Microvascular Free Transfer of The Medial Wall of The Iliac Crest on The Deep Circumflex Iliac Artery for Mandibular Reconstruction
H. R. STERMAN
B. STRAUCH
EDITORIAL COMMENT
Use of the medial wall eliminates much of the postoperative discomfort of the patient. Although the osteotomized free fibular flap is more frequently used for mandibular reconstruction, especially when additional lining or skin is needed, the iliac-crest free flap remains an excellent technique when only bone is required.
The deep circumflex iliac artery (DCIA) osseous or osteocutaneous free flap is a technique for oromandibular reconstruction that maximizes function as well as form and maintains the quality of life for patients who may be cured or may only have a few months to live (1, 2, 3, 4, 5, 6, 7, 8, 9, 10). A modification of the original flap that uses only the medial wall of the iliac crest has contributed a major advance, now allowing the bone flap to fill the defect precisely, thus refining its bony component and reducing morbidity.
INDICATIONS
The original DCIA flap was used when any defect of the mandible existed, from the condyle to the parasymphysis. Even defects that crossed the mentum could be reconstructed, and grafts up to 16 cm could be harvested along the crest. For extended defects that cross the mentum, a free osteotomized fibula is a better choice.
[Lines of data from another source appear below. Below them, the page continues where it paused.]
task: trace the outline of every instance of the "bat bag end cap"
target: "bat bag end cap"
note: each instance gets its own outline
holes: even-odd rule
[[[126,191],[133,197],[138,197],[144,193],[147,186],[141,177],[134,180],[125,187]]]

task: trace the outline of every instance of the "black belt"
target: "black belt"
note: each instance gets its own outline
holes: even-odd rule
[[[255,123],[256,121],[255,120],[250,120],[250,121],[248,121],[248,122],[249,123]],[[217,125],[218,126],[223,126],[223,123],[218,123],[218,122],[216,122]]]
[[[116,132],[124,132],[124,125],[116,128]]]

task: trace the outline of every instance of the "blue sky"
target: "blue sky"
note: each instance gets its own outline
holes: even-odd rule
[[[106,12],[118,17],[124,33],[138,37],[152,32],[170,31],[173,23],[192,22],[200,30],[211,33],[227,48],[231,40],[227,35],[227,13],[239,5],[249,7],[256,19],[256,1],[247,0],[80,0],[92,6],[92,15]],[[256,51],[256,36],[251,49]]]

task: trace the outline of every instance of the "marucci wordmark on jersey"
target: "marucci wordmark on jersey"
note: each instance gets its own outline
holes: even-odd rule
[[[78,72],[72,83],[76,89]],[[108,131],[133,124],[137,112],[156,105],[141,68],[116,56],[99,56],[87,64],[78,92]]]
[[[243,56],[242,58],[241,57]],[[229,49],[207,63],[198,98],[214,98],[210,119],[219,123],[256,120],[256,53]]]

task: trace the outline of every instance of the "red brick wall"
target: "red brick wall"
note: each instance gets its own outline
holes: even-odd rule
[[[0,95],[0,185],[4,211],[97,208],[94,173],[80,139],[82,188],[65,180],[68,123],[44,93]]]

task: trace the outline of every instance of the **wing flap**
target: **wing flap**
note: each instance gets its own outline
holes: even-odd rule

The DCIA osseous/osteocutaneous flap is better suited for reconstruction of the ramus, angle, and body of the mandible because of its natural curvature. When an osteocutaneous flap is involved, defects of the mucosa and extraoral skin can be replaced by using a large skin paddle. If the soft-tissue defect is relatively large, an accessory flap for mucosal or skin coverage may be required. The medial-wall DCIA free flap can be taken with bone alone or as a myooseous or even osteocutaneous flap, thus providing for oral lining and bone for the reconstruction, or even provision of external skin. The medial-wall flap has become the flap of choice for segmental mandibular defects.
Advantages of using the medial wall include significantly less donor-site morbidity, such as pain, hernia, deformity, and gait disturbance. The medial cortex is thinner and provides a flap that is less bulky, provides good contour, and is more cosmetically acceptable. Variations include the use of the internal iliac muscle for soft-tissue coverage (10), allowing the muscle to be rotated through any arc, for coverage of any defect, and provision of thin, pliable tissue. This flap allows soft-tissue coverage with reconstruction of almost any mandibular defect except defects that cross the mentum. The thickness of the iliac-crest flap allows placement of osseointegrated implants into the free vascularized bone graft.